Reno Diaries: Part III


November 11 – Dear Diary, the weatherman promised us another messy, snowy day, but his timing was off, which gave me an advantage. Once I dropped Little Guy at school, I went to Home Depot to purchase cupboard door handles. I got lots of steps walking between kitchen cabinetry at back of the store and aisle 21 (hardware), trying to choose the best option to go with white cupboards. I finally decided on simple polished nickle pulls…which came in a pack. Good for the budget!

Handyman started installing the cupboard doors in the afternoon but…they aren’t white! They are a natural blonde wood. And my heart sank. I didn’t say anything and felt ok about it, until Hubby came home. And then again in the middle of the night. Until I had a little epiphany.

November 12 – Dear Diary, I talked to Handyman and it really was just a miscommunication. But rather than re-doing the doors, I slid over the Home Depot in the slush to reassess handles. The brushed nickle bars don’t provide enough contrast with the light wood. I got in more steps between kitchen cabinetry and aisle 21, as well as plenty of weird looks from the staff. I finally chose an antique brushed nickle knob.  I took one home to show Hubby. I wonder if I could convince Hubby to let me paint the kitchen ceiling charcoal gray?

November 13 – Dear Diary, I have decided to use knobs on the cupboard doors and cup pulls for the drawers (Plan B). After doing the math with Handyman, I knew exactly how many I needed. Today I took my friend with me to pick up knobs. My opinionated friend. Who doesn’t always listen. Add in a hot flash or two, and the fact that they don’t make a cup pull to match that knob, and you’ve got a recipe for a headache. The first staff person I spoke to was really no help. The second person was helpful once I explained my question for the fifth time. He helped us look online to see if there was a match or something close that we could order, but with no luck. In between searches, I made a few trips between kitchens and aisle 21. Now I know I was getting strange looks from other staff members. This was my 4th trip to aisle 21 in a week. Over an hour later, hungry and exhausted, I went with Plan C…I found a simple bar that matched the knob.

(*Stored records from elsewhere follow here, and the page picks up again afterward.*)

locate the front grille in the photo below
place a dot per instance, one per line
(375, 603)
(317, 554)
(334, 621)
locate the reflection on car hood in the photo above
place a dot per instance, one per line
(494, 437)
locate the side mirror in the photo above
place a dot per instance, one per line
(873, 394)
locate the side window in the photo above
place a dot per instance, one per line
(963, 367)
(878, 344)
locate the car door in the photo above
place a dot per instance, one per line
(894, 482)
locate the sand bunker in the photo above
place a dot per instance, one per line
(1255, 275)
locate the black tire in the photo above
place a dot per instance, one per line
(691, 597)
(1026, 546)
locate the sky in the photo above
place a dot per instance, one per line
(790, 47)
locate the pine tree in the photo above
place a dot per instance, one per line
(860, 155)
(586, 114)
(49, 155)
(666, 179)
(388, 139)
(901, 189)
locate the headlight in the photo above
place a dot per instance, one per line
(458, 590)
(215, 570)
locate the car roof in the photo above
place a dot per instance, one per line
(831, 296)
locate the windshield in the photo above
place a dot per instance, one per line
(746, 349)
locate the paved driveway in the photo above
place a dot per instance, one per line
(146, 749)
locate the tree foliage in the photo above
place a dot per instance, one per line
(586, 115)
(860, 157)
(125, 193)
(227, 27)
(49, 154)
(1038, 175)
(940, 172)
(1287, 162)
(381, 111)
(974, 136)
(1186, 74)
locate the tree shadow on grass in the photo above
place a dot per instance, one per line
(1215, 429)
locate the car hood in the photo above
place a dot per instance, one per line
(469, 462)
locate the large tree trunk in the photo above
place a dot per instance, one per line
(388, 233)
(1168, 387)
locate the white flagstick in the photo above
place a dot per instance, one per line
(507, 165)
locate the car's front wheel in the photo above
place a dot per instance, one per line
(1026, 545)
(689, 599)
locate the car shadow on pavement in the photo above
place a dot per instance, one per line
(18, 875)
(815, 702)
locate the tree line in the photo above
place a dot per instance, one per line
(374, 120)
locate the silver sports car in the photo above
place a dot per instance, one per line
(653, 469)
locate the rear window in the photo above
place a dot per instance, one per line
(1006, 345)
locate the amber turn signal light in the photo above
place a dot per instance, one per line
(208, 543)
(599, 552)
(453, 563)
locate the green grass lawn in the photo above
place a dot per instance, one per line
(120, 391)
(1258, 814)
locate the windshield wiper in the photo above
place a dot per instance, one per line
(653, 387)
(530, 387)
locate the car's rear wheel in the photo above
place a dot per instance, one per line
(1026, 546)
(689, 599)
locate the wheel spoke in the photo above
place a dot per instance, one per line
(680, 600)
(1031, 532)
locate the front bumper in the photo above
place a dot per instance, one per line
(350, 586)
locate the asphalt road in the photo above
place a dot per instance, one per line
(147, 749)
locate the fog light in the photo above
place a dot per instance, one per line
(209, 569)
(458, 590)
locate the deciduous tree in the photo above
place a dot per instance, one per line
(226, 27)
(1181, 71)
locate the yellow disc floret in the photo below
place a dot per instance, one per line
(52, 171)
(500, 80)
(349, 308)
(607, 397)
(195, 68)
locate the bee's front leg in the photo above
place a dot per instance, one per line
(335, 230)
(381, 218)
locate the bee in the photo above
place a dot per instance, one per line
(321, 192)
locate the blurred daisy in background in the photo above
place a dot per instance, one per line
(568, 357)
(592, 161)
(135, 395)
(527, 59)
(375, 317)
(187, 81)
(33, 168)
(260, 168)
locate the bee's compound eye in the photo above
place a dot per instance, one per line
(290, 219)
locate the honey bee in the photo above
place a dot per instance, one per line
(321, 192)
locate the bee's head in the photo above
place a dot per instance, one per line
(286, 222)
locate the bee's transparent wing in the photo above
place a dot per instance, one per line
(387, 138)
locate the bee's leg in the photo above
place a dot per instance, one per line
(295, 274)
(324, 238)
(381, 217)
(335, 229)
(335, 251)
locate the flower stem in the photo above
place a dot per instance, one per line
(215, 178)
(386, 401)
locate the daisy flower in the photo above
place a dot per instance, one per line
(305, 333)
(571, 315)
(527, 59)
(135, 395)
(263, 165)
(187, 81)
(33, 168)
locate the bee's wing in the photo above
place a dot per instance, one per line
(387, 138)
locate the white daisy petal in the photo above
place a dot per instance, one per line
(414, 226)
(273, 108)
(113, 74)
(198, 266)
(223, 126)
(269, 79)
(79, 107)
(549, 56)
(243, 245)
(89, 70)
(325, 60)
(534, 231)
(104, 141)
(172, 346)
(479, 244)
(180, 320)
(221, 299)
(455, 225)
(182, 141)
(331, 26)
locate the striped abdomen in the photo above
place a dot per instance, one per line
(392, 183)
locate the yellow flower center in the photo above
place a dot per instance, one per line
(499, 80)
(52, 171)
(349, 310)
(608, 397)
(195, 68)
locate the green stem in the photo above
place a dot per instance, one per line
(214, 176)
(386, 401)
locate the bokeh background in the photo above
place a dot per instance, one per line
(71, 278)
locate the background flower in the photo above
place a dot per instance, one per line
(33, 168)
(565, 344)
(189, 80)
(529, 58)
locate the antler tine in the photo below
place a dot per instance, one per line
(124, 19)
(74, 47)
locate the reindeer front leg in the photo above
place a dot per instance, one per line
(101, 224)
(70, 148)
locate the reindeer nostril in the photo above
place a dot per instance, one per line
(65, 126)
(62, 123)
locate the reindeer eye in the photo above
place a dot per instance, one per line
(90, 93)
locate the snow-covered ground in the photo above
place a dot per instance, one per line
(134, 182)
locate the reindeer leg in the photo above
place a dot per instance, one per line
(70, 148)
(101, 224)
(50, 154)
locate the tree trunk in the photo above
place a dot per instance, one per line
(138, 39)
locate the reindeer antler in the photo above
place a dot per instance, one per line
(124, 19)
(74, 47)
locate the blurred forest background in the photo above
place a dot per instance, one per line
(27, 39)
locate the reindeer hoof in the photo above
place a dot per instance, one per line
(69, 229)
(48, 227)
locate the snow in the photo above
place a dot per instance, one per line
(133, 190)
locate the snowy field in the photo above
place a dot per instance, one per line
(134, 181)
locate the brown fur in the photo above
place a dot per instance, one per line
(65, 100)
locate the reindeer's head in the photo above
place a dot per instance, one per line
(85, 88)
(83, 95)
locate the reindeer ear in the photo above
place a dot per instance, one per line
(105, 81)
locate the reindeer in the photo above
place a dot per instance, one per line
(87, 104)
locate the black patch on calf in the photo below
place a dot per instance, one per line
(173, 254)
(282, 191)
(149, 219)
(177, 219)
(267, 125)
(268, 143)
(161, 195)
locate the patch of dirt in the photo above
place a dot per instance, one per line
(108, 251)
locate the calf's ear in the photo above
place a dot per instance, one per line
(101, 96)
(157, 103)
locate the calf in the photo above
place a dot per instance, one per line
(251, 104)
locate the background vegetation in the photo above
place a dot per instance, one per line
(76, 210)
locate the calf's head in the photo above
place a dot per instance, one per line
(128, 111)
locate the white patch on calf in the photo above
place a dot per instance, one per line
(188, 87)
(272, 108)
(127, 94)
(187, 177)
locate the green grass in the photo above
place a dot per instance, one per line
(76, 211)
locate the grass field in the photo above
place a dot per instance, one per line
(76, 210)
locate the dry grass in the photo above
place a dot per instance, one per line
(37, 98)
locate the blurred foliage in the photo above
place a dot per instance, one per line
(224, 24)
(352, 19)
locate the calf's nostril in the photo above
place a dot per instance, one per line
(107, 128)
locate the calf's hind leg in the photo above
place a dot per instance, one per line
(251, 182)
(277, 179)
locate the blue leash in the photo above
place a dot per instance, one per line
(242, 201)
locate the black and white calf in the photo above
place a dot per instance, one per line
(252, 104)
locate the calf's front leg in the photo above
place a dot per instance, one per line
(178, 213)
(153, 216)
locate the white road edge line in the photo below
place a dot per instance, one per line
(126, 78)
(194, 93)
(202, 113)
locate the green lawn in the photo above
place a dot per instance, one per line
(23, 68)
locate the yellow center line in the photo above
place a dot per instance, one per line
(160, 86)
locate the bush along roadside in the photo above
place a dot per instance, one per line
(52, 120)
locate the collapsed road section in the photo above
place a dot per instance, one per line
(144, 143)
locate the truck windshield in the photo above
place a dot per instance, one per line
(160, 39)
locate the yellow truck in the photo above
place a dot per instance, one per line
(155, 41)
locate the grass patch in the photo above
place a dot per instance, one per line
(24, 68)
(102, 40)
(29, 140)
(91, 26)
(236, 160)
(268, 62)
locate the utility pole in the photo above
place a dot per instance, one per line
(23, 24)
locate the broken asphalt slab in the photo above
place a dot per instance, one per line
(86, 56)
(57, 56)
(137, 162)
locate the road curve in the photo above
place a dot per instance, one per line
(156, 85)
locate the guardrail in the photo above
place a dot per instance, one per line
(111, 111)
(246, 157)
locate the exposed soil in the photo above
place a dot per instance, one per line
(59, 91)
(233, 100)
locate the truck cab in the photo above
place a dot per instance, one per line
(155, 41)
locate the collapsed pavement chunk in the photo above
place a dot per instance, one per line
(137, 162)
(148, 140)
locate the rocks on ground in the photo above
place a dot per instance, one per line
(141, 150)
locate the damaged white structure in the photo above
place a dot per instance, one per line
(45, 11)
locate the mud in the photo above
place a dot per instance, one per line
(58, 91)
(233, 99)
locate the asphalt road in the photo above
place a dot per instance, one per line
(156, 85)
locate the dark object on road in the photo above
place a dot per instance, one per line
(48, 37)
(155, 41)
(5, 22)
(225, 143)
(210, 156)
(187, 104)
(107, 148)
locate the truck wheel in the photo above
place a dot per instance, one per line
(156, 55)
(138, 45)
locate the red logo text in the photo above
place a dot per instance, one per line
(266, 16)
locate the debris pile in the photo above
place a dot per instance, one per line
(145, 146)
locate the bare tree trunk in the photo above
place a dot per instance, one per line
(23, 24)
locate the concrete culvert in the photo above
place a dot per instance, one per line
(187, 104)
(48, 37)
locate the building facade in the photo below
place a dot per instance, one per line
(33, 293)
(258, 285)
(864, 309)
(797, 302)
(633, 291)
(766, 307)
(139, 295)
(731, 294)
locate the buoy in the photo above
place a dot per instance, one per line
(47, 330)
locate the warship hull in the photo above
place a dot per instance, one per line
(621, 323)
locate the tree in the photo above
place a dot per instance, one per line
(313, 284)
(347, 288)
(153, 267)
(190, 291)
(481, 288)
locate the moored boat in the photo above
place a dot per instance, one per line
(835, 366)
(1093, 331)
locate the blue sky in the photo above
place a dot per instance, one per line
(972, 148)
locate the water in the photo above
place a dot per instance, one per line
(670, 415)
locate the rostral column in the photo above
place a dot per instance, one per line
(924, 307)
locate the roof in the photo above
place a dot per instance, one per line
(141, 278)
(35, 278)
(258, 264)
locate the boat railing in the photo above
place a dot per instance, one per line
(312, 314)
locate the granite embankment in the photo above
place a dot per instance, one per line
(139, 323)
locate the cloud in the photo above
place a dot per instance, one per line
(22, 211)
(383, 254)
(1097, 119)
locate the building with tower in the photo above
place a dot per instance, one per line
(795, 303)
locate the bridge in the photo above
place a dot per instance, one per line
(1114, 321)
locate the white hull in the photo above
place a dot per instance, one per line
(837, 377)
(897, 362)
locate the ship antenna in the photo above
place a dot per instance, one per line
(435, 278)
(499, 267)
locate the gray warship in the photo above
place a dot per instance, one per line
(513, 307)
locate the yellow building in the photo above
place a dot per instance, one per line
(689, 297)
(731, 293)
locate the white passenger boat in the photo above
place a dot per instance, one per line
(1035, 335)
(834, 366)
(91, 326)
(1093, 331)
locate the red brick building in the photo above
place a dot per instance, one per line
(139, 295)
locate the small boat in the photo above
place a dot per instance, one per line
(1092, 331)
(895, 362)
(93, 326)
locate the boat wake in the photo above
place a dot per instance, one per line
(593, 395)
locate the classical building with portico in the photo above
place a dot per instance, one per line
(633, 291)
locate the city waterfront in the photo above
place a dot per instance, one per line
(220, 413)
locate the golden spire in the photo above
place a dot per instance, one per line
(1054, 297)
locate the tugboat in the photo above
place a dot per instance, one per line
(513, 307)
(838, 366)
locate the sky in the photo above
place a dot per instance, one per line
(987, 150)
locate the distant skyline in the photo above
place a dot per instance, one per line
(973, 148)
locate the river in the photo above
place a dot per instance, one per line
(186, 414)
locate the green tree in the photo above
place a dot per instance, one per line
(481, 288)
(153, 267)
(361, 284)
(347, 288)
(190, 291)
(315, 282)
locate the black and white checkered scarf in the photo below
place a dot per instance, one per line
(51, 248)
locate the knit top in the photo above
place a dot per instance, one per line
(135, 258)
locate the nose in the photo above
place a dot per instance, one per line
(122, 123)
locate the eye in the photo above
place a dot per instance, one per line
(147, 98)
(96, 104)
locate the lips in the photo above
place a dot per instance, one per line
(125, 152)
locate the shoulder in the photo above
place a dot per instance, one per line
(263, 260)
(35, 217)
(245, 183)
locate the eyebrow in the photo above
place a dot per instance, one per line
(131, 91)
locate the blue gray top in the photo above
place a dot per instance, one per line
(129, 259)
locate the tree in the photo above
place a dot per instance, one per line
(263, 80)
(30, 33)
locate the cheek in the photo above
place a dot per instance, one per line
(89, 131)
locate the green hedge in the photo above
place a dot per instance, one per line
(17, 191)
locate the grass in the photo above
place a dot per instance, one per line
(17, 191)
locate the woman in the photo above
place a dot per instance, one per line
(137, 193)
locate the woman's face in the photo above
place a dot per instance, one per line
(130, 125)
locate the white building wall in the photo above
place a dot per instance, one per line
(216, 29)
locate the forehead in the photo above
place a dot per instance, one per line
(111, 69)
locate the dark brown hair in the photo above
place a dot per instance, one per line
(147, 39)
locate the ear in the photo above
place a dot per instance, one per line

November 14 – Dear Diary, I emptied my drawers today. What a lot of occasionally used kitchen crap I own! I found kitchen linens that were wedding gifts buried in the back. Maybe it’s time for something new? Showed Hubby some photos of Corelle dishes I took at Wal-Mart. He had the decency not to laugh…out loud.

I painted the wall behind the fridge so we can move it back. The paint was leftover from 2013 and reminded me of creamy marshmallow fluff. But I made it work because I wasn’t going to Home Depot again.

I decided to bake lemon squares, which was a challenge when all the kitchen tools are in the dining room, and the drawers and cupboards have no knobs or pulls. I must have opened the cutlery drawer a dozen times. The lemon squares did not suffer. Also, they did not last long.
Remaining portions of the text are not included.